The Catholic Church isn’t just great. It’s also good.
That goodness is seen in numbers.
Take charity.
The Holy Roman Catholic Church — Mother Church of Christendom — is the largest non-government provider of health care services in the world. It has about 18,000 clinics, 16,000 homes for the elderly and those with special needs, and 5,500 hospitals around the world, with 65 percent of them located in developing countries.
Compare that to the 6,146 hospitals of all kinds in the United States.
Meanwhile, the Church manages more than twenty-five percent — a quarter — of the world’s health facilities.
The Book of Numbers isn’t everyone’s favorite, but statistics about the Church can be fascinating.
When you hear of a problem at a church, or someone disparaging it, remember this: the Catholic Church has 221,700 parishes. Of course there are going to be issues. And dioceses and archdioceses? That number is 3,491.
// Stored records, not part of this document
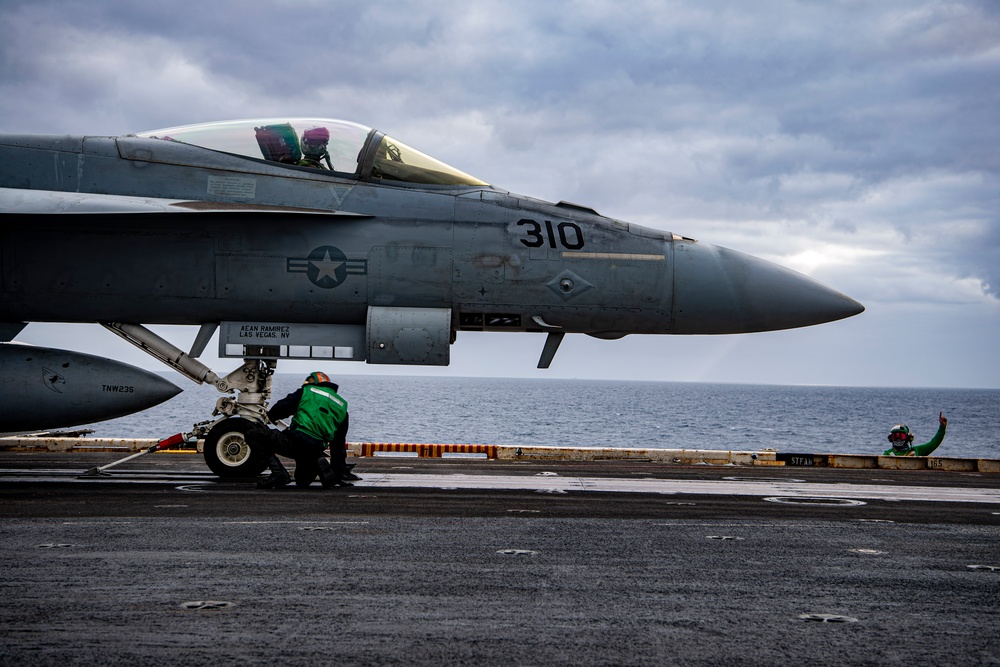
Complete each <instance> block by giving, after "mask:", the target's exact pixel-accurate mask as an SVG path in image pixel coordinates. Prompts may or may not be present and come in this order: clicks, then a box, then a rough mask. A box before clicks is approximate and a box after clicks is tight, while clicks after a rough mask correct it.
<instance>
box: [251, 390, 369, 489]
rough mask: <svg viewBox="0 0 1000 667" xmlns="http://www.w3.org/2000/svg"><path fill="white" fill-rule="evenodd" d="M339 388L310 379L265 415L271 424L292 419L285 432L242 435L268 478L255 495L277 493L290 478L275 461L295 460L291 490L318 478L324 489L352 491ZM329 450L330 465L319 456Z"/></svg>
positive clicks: (345, 416) (323, 453) (346, 406)
mask: <svg viewBox="0 0 1000 667" xmlns="http://www.w3.org/2000/svg"><path fill="white" fill-rule="evenodd" d="M338 389H339V387H338V386H337V385H336V384H334V383H333V382H331V381H330V377H329V376H328V375H327V374H326V373H320V372H319V371H317V372H315V373H310V374H309V377H307V378H306V380H305V382H304V383H303V385H302V386H301V387H300V388H299V389H297V390H295V391H293V392H292V393H291V394H289V395H288V396H285V397H284V398H283V399H281V400H280V401H278V402H277V403H275V404H274V406H273V407H272V408H271V409H270V410H268V411H267V418H268V420H270V421H271V422H272V423H275V422H277V421H278V420H279V419H284V418H285V417H292V416H293V415H294V417H293V419H292V423H291V425H290V426H289V427H288V428H287V429H285V430H284V431H279V430H277V429H271V428H268V427H266V426H263V425H262V426H261V427H260V428H255V429H253V430H252V431H250V432H249V433H247V435H246V439H247V444H248V445H250V448H251V449H252V450H253V452H254V454H255V455H259V456H263V457H265V458H266V459H267V467H268V468H270V469H271V475H270V476H269V477H268V478H267V479H265V480H262V481H260V482H258V483H257V488H259V489H278V488H281V487H283V486H286V485H287V484H288V483H289V482H290V481H291V478H290V476H289V474H288V471H287V470H285V467H284V466H283V465H281V461H280V460H278V457H277V455H278V454H280V455H282V456H287V457H288V458H291V459H295V484H296V485H297V486H302V487H305V486H309V485H310V484H312V482H313V480H315V479H316V476H317V475H319V478H320V482H321V483H322V484H323V488H324V489H329V488H331V487H334V486H338V485H339V486H352V484H351V483H350V481H348V480H351V479H360V478H359V477H357V476H356V475H354V474H353V473H351V472H350V471H349V470H348V468H347V451H346V443H347V428H348V413H347V401H345V400H344V399H343V397H341V396H340V394H338V393H337V390H338ZM327 446H329V448H330V457H331V459H332V460H331V459H327V458H326V454H325V452H324V450H325V449H326V448H327Z"/></svg>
Mull it over a moment: The Pope oversees more than three thousand dioceses! He’s in charge of 466,215 bishops, priests, and deacons. If they were all together, they’d fill the six largest NFL football stadiums, with enough left over to populate your average college basketball arena.
Put another way, Catholic clerics are more in number than the population of Minneapolis proper.
Schools? 139,000 grammar and high schools. Colleges and universities? The Vatican counts 1,358. The United States Conference of Catholic Bishops puts it at 1,861. Translation: many.
And then there are the 1.3 billion registered Catholics — about four times the entire U.S. population.
Yes, many of them don’t really practice the Faith. And also true: as Stalin once taunted, the Pope has no standing military army.
But the numbers say what needs to be said, and we’ll take an army of faithful — even if only a fraction actively practice.